For over two thousand years The Art of War has remained one of the most influential books of strategy in the world according to Harvard’s Thomas Cleary who, in my opinion, is the best translator of Chinese classics. The strategic concepts found in Sun Tzu’s work had a major influence on strategic military training and American business community.

I became a great admirer of the strategic concepts of this mysterious Taoist warrior-philosopher. One of its most valuable lessons is the importance of knowing oneself. Sun Tzu states: “If you know others and you know yourself you will win most of your battles. If you do not know others but know yourself you will win some and lose some. If you don’t know yourself and do not know others you will lose most of the time”. Understanding one’s self is not as easy as it sounds.

This my surprise you, but you are not who you think you are. In his book, A New Earth, Eckhart Tolle calls it the “The Illusory Self”. According to Tolle, most of us live in an illusory sense of self, a misperception of who we think we are. Albert Einstein called it “an optical illusion of consciousness”. Most of what you consider reality is only an illusion. Tolle goes on to say, “If you can recognize illusion as illusion it dissolves. Its survival depends on your mistaking it for reality.” My advice for both individual and organizational strategic management is to be clear about who you are, not who you think you are. Only then can you understand your true strengths and weaknesses. Sun Tzu teaches: “Making yourself invincible means knowing yourself; waiting for vulnerability in opponents means knowing others.”
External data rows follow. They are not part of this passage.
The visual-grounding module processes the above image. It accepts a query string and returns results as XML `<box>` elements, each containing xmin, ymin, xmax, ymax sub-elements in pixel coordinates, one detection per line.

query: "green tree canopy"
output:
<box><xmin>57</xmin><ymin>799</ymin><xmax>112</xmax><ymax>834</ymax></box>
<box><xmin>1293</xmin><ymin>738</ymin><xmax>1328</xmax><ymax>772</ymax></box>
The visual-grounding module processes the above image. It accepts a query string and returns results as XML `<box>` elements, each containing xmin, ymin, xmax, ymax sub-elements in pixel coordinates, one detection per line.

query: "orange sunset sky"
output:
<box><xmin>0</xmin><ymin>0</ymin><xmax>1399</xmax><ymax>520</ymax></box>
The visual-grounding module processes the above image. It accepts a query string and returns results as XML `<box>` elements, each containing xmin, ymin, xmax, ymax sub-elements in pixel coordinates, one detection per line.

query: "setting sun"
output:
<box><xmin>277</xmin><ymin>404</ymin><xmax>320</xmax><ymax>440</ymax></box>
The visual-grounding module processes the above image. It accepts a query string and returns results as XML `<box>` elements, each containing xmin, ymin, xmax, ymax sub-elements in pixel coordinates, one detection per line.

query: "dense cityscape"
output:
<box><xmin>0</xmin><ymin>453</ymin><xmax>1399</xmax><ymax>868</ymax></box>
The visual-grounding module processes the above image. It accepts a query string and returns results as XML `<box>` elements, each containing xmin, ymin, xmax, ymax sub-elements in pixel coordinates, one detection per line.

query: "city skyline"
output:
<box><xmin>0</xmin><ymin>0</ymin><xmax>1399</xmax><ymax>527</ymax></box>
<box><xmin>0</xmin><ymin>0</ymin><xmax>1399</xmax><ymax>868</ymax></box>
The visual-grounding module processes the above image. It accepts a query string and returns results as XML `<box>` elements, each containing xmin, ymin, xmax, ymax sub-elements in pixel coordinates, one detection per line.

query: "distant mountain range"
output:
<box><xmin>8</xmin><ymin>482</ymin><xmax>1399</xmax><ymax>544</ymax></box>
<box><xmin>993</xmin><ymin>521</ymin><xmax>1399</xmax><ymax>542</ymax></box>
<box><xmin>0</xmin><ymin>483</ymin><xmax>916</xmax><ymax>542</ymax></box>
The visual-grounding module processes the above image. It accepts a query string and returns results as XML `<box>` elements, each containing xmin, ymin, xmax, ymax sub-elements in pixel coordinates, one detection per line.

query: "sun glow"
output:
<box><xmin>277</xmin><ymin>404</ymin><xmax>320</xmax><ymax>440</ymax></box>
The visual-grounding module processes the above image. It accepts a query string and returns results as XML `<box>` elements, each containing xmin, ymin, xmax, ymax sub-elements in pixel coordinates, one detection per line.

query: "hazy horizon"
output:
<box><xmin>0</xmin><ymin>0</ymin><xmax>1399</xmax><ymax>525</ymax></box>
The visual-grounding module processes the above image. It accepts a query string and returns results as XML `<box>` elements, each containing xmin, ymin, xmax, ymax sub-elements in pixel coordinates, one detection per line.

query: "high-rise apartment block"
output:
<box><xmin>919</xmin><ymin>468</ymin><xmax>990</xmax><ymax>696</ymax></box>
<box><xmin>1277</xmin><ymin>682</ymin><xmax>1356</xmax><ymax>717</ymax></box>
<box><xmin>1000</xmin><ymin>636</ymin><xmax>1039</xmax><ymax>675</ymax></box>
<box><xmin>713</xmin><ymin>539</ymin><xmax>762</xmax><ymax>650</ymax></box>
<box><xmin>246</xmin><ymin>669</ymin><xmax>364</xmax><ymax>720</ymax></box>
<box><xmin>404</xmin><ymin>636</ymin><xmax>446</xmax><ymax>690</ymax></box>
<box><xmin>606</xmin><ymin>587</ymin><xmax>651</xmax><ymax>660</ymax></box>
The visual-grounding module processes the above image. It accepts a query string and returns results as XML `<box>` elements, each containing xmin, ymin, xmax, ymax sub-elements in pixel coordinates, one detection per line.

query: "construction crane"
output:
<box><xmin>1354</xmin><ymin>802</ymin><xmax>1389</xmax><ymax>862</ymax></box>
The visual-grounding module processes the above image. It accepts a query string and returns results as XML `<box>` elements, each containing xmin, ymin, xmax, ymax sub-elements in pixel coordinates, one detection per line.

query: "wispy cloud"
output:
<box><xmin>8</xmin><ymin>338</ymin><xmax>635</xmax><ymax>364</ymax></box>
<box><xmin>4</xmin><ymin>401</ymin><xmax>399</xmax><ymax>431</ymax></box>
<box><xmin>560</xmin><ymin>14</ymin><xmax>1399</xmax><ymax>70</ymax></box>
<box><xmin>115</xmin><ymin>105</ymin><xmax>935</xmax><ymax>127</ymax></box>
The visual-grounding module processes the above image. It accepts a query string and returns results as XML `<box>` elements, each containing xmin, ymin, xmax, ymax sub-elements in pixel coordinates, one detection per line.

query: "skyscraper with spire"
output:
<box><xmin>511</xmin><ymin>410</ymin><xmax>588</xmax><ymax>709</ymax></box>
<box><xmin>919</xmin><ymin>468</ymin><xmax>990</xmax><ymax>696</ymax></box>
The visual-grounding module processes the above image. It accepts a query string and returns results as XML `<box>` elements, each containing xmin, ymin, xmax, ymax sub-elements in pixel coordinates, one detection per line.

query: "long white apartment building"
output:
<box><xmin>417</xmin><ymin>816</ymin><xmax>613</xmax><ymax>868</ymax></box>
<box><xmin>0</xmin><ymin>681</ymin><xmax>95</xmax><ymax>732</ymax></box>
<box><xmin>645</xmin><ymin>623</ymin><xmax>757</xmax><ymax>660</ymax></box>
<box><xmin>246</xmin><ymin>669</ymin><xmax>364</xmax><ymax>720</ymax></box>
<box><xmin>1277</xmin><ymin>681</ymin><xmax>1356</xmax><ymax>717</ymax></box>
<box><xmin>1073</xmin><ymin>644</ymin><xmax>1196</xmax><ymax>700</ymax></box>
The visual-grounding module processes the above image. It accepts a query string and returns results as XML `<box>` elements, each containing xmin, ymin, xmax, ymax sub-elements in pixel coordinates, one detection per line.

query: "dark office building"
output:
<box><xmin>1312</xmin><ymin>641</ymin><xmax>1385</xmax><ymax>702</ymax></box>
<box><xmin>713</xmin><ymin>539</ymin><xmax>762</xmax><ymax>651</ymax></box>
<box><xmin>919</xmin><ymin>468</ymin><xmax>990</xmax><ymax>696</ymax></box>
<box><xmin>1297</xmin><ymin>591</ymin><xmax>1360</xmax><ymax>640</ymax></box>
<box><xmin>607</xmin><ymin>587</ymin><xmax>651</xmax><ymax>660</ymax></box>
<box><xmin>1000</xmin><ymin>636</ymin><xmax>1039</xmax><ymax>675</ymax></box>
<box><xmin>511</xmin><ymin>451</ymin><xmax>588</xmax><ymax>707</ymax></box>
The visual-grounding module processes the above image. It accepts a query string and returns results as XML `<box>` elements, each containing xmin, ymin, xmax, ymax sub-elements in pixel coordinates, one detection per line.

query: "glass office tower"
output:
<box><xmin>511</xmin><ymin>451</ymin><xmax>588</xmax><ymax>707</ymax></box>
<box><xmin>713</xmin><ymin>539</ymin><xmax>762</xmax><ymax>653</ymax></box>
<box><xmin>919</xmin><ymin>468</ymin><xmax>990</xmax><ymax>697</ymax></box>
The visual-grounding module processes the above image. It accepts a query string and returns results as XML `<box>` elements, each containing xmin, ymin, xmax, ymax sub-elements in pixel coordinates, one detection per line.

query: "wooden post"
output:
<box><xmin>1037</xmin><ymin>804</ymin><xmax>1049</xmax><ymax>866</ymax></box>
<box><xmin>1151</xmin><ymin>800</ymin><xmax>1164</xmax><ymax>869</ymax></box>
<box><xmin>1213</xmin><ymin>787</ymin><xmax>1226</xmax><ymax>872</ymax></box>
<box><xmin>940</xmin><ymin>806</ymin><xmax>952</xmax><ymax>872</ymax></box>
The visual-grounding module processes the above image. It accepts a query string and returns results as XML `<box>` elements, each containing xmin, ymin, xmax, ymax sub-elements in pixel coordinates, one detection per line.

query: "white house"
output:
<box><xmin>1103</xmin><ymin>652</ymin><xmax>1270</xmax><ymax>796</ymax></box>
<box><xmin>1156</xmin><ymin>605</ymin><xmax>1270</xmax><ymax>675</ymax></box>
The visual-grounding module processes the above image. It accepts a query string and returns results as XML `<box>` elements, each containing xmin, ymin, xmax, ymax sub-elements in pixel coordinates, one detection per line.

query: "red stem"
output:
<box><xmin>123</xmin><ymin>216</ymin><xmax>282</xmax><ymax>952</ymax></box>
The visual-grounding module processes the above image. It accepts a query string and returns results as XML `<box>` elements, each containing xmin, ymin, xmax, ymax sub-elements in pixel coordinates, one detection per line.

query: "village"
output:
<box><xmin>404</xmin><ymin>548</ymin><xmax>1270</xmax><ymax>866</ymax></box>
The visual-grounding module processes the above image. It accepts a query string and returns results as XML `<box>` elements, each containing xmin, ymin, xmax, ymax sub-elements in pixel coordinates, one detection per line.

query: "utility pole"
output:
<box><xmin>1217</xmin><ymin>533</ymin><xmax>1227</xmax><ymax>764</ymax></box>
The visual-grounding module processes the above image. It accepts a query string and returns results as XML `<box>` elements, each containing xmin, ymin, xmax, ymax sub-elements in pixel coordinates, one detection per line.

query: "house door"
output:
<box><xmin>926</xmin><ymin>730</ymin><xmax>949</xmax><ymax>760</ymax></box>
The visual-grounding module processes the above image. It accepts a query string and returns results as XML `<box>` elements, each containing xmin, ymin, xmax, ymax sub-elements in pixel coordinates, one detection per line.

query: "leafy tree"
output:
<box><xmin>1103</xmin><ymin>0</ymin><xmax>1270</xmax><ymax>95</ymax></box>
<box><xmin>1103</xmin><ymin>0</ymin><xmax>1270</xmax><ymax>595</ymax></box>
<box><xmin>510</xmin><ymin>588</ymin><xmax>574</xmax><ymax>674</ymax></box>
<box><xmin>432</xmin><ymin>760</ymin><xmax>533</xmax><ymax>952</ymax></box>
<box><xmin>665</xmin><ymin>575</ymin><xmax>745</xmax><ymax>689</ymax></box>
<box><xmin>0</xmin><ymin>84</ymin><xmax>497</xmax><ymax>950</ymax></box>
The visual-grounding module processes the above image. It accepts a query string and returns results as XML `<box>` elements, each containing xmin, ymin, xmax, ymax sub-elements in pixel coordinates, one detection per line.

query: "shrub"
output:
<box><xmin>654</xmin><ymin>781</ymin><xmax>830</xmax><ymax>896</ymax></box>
When I was developing Urbanology Systems, my strategic multicultural marketing and management company, my son gave me the idea of using my name, William Anthony Rogers (WAR), as part of my strategic marketing plan, which developed into: Urbanology: The Art of W.A.R. I suggest if you have not had the opportunity to read Sun Tzu’s The Art of War, and you are in any type of competitive situation, either personal or organizational, it might be a good idea to pick up a book. I suggest that you look for Thomas Cleary’s translation of the text. If you are in business and you don’t understand this type of strategic thinking you can become very vulnerable to those who do.